Un homme descend. Il avance un peu et semble hésiter. Plus loin une femme sourit. Le narrateur depuis son siège, oregarde, repart et ne voit pas la suite. Le bruit du métro passe dans les graves avant que sur un claquement les portes ne s'ouvrent et ne délivrent quelque passager bien vêtu et accroché à son attache-case. Il jette un regard au loin, sur la pancarte de sortie peut être. Il cherche. Sa route ou un visage connu. Mes écouteurs sur les oreilles, je le dévisage. Avec son air ténébreux et propre, il m'invite à la rêverie. Ses yeux sombres s'éclairent soudain, je tourne la tête et je distingue derrière la vitre taggee une jeune femme, qui, dans son élégance et sa fraîcheur, sourit comme une jonquille au soleil. C'est le sourire qui donne son éclat au regard? Dans l'incertitude, mon regard trace un lien explicatif. Déçue presque de l'infidélité du regard de l'homme à sa noirceur, je replonge mes yeux dans le noir du texte qui m'emporte jusqu...

Atelier du 23 avril: rue traversière

Je revenais avec mon bidon de lait de la ferme voisine en titillant de mon bâton la chatte câline qui venait de faire une portée de quatre chatons tous tachés de blanc. Je venais de quitter la rue principale, j'entendais au loin hennir les chevaux du club hyppique. Le crépuscule avait cédé la place à la nuit et je ne distinguais plus que des ombres. J'empruntais la rue traversière quand sous mes yeux une silhouette dépouillée et gracile plia le genouavant de péniblement reprendre son errance d'une façade à une porte traînant dans son paquet de linge une voix geignarde et affamée. La forme se pencha au bord de la rivière et déposa son fardeau que j'entendis engloutir par les flots troublants. J'avais été le seul spectateur et moi aussi j'erais dans la nuit obscure. De ce jour, j'erais longtemps dans toutes les nuits. Et les villes et villages que je parcourais toujours de nuit regorgeaient de silhouettes singulières et de voix qui dans mon sommeil rebondissai...
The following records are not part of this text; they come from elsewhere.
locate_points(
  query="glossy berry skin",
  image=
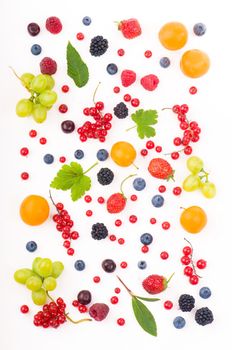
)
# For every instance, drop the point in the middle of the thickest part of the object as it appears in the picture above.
(31, 246)
(146, 238)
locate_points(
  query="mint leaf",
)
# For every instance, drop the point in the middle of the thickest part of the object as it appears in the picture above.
(77, 69)
(144, 120)
(144, 317)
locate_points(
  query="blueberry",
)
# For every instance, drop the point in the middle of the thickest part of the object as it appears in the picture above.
(79, 154)
(142, 264)
(165, 62)
(79, 265)
(157, 201)
(146, 238)
(86, 20)
(112, 68)
(139, 184)
(179, 322)
(205, 292)
(48, 158)
(36, 49)
(31, 246)
(102, 154)
(199, 29)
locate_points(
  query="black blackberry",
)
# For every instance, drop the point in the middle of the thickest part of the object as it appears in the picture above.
(98, 46)
(186, 302)
(204, 316)
(121, 110)
(99, 231)
(105, 176)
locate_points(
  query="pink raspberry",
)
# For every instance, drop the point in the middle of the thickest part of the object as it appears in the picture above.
(53, 25)
(48, 66)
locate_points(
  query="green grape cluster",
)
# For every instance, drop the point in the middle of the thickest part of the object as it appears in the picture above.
(198, 179)
(40, 279)
(42, 96)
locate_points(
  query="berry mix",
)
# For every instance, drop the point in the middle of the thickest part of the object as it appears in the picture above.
(96, 123)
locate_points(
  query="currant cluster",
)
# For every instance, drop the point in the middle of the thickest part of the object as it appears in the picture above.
(191, 131)
(99, 128)
(51, 315)
(64, 224)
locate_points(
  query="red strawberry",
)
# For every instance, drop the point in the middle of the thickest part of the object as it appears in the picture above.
(130, 28)
(128, 77)
(150, 82)
(160, 169)
(155, 284)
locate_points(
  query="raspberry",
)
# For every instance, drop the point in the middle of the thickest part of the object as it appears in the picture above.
(53, 25)
(150, 82)
(48, 66)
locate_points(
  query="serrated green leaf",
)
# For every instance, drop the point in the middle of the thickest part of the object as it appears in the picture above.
(79, 188)
(76, 68)
(144, 317)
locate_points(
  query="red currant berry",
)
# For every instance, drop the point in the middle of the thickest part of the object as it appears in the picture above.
(168, 305)
(201, 264)
(135, 102)
(193, 279)
(63, 108)
(24, 309)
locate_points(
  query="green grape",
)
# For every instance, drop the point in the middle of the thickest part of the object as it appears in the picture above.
(50, 81)
(208, 189)
(39, 113)
(47, 98)
(57, 269)
(24, 108)
(49, 283)
(22, 275)
(39, 297)
(44, 267)
(195, 164)
(26, 79)
(191, 183)
(39, 83)
(34, 283)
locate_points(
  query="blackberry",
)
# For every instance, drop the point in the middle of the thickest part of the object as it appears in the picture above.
(121, 110)
(99, 231)
(98, 46)
(105, 176)
(204, 316)
(186, 302)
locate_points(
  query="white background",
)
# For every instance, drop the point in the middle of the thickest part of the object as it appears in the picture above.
(211, 107)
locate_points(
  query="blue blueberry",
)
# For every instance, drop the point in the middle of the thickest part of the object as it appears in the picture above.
(86, 20)
(79, 154)
(165, 62)
(48, 158)
(146, 238)
(158, 201)
(112, 68)
(31, 246)
(139, 184)
(102, 154)
(179, 322)
(142, 264)
(199, 29)
(36, 49)
(205, 292)
(79, 265)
Atelier du 23 avril: mystère et boule de gomme

J'ai le temps, pensait-il, je la tuerai sous un tunnel. Il pleut. Les gouttes claquent contre les vitres. Le train rugit dans sa course folle. Rien ne l'arrêtera avant Nice. "J'ai le temps, pensait-il, je la tuerai sous un tunnel." Un contrôleur, qui promène sa gouaille le long des couloirs, me salue. Je baisse ma casquette sur mon visage. Il oubliera mes traits ombrés. L'impatience turlupine les enfants du compartiment voisin. La nuit est déjà tombée. Comme la petite blonde contre sa jambe qu'il avait secoué d'un geste agace mais discret. Dans quelques kilomètres viendrait un long tunnel qui enfoncerait les wagons dans une nuit plus noire encore. D'ici la, les enfants seraient couchés et les parents distraits. Et lui, il pourrait alors mettre ses mains autour du cou blanc de la tristesse qui l'obsède et qu'il tuera lentement en l'étouffant dans un sourire.
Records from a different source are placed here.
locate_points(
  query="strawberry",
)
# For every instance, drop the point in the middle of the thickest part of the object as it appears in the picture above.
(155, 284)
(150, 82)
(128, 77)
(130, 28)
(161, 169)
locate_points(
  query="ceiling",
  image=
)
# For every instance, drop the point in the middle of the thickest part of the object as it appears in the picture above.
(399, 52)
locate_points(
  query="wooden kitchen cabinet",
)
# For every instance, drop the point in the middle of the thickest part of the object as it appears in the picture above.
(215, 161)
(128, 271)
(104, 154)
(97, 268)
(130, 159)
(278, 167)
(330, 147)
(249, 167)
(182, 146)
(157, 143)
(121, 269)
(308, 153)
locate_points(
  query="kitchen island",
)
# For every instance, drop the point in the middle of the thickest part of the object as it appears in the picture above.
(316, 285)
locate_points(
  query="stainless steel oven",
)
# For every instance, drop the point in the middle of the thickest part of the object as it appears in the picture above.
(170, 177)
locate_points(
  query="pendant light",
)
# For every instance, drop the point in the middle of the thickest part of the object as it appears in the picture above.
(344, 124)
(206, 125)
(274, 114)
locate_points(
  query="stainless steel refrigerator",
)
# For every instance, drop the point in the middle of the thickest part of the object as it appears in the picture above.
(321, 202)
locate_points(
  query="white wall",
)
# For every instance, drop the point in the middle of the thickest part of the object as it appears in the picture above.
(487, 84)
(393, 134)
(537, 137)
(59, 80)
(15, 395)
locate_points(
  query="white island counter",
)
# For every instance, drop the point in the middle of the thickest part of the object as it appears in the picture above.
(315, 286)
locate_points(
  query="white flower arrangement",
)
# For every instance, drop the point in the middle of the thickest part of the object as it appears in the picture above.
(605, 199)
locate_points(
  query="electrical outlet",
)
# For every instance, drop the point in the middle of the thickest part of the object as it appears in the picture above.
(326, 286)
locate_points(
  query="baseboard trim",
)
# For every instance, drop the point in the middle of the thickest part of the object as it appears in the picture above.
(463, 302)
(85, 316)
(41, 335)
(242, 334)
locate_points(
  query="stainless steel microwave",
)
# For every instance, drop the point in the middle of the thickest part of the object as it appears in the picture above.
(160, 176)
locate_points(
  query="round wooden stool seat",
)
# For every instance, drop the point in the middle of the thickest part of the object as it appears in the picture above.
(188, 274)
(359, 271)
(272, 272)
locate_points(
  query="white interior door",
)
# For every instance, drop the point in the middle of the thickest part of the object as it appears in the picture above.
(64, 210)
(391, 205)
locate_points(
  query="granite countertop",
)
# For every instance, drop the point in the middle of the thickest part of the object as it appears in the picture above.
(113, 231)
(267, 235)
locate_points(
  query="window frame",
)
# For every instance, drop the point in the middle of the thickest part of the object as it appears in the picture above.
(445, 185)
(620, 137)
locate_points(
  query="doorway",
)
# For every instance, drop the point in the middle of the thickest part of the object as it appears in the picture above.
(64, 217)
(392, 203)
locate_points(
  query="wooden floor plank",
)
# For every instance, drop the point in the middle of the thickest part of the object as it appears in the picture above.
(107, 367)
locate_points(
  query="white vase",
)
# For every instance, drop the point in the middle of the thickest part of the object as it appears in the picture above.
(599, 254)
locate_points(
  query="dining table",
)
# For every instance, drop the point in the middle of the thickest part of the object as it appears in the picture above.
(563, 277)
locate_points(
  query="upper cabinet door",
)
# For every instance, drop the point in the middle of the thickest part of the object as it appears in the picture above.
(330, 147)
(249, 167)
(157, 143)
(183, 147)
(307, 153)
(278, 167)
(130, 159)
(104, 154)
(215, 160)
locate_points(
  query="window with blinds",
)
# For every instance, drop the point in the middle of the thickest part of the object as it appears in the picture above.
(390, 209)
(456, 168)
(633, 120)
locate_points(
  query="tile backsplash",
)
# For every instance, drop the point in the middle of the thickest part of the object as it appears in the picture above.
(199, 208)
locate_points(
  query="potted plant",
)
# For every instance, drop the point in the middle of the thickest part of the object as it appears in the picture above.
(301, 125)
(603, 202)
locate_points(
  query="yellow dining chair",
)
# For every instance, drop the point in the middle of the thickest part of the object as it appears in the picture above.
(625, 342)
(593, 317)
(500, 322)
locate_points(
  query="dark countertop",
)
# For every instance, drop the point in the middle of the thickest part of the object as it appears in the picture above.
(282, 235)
Atelier du 23 avril: les îles

1) l'île aux lapins 2) inventer des noms de lieux, de villes, de criques,...: La crique aux œufs - Fenestrel - Ste Lucie en l'île - la chapelle paquarde - la baie des carottes - Tripleux les coquillages - plage de l'œil bleu - la pointe du nez - carrefour de l'humain 3) voir carte 4) lexique de l'île: plages rares et blanches - des monts ronds et verts - des lapins sous de gros rochers - spécialité: gâteau aux carottes des sables - chocolat à la chapelle 5) une petite histoire qui décrit l'île. Proposition: personnage central par nuit de tempête ou de pleine lune: Je regarde ma montre et m'affole: il est dans le four depuis plus d'une heure, il faut qu'il soit caramélisé mais pas cramé mon gâteau aux carottes des sables: je ne m'appelle pas Claudine. Alors je m'achemine en courant vers Fenestrel, dépasse la pointe du nez en plissant le mien. À Ste Lucie en l'île, je vois ma délicieuse Alice penchée à sa fenêtre et qui m'appelle ...
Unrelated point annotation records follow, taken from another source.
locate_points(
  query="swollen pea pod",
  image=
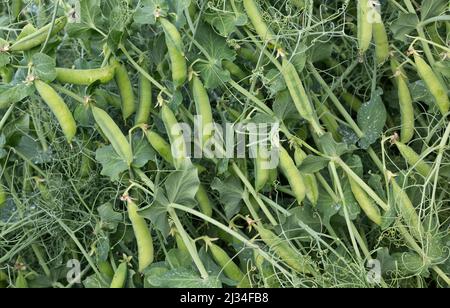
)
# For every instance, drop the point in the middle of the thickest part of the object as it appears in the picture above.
(145, 101)
(176, 137)
(381, 40)
(434, 85)
(312, 188)
(37, 38)
(85, 77)
(292, 174)
(413, 159)
(106, 269)
(261, 28)
(367, 205)
(163, 149)
(406, 103)
(407, 210)
(364, 25)
(266, 271)
(59, 109)
(298, 94)
(282, 249)
(110, 98)
(203, 108)
(120, 276)
(143, 236)
(175, 47)
(230, 268)
(262, 170)
(327, 119)
(113, 133)
(125, 89)
(309, 180)
(21, 281)
(203, 201)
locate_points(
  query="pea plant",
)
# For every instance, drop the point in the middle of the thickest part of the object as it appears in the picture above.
(115, 169)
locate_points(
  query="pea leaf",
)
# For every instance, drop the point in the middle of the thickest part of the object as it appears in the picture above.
(371, 119)
(211, 69)
(44, 67)
(313, 164)
(331, 147)
(404, 25)
(90, 14)
(284, 108)
(226, 22)
(182, 186)
(112, 164)
(13, 94)
(181, 278)
(231, 194)
(145, 13)
(432, 8)
(109, 218)
(157, 212)
(142, 151)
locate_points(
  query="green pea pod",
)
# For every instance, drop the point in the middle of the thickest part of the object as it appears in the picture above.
(298, 94)
(145, 101)
(120, 276)
(406, 103)
(434, 85)
(230, 268)
(282, 249)
(312, 188)
(106, 269)
(292, 174)
(110, 98)
(175, 47)
(261, 28)
(160, 145)
(59, 109)
(37, 38)
(125, 89)
(203, 108)
(176, 137)
(262, 172)
(364, 25)
(327, 119)
(113, 133)
(367, 205)
(414, 159)
(266, 271)
(204, 201)
(85, 77)
(407, 210)
(381, 41)
(143, 236)
(21, 281)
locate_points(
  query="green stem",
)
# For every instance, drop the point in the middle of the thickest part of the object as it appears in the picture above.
(192, 250)
(255, 195)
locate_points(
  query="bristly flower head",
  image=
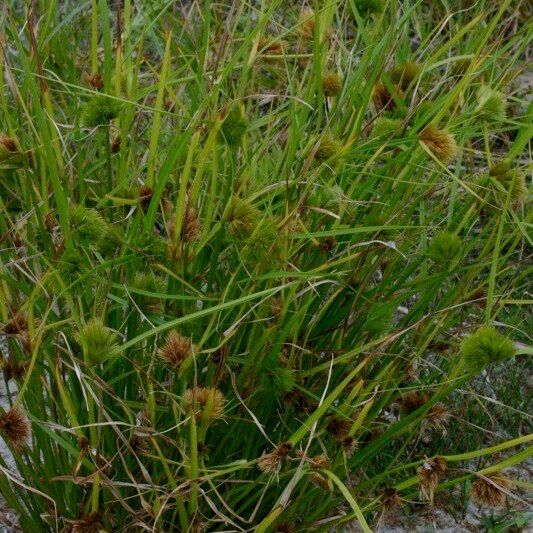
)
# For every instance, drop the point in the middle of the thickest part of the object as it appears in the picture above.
(241, 217)
(8, 148)
(100, 111)
(88, 226)
(490, 490)
(491, 104)
(386, 128)
(440, 143)
(234, 126)
(176, 349)
(97, 341)
(445, 249)
(205, 401)
(272, 462)
(14, 427)
(484, 347)
(509, 180)
(429, 474)
(331, 84)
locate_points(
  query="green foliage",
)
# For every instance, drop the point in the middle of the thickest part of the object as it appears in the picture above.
(100, 111)
(485, 347)
(97, 341)
(234, 302)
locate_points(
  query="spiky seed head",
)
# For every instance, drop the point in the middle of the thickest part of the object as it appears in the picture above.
(382, 98)
(176, 349)
(484, 347)
(390, 499)
(97, 341)
(440, 143)
(306, 25)
(386, 128)
(148, 282)
(92, 523)
(429, 475)
(88, 226)
(445, 249)
(368, 8)
(234, 126)
(412, 401)
(404, 74)
(328, 148)
(491, 104)
(14, 427)
(100, 111)
(205, 401)
(331, 84)
(490, 490)
(272, 462)
(95, 81)
(339, 427)
(241, 217)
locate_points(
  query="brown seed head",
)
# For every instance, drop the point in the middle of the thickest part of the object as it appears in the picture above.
(14, 427)
(176, 349)
(490, 490)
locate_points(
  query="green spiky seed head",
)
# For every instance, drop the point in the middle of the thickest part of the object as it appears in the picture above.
(331, 84)
(484, 347)
(509, 180)
(491, 104)
(100, 111)
(97, 341)
(386, 128)
(234, 126)
(366, 8)
(328, 148)
(404, 74)
(445, 249)
(88, 226)
(241, 217)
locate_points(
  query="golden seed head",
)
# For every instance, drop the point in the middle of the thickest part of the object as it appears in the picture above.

Atelier du 23 avril: stations de métro

- point de vue du dentiste: Station canine - porte de la bouche - station de l'incision - station la couronne - quai du polissage - l'indécis ou l'orthodontie - la muette - convention - mutuelle - point de vue des enfers: Porte des flammes - rocher de Sysiphe - les autres - la brûlerie - Auschwitz - quai de la Vie ratée - porte de la chapelle - purgatoire.

Atelier du 23 avril 2016: j'adore les villes...

J'adore les villes ou - le soleil sent bon. - les pierres parlent du temps. - l'on peut marcher d'un nid de verdure à un point d'art. - je t'ai rencontré, étranger à ma vie mais qui ne l'est pas reste. - il y a une tour Eifel. - l'on parle une autre langue que les miennes. - je retrouve des souvenirs taquins au détour d'une rue. - les Charles ont séjourné un bout de vie et ou on ne les oublie pas. - je connais une personne qui la dévoile pour mes yeux goulus.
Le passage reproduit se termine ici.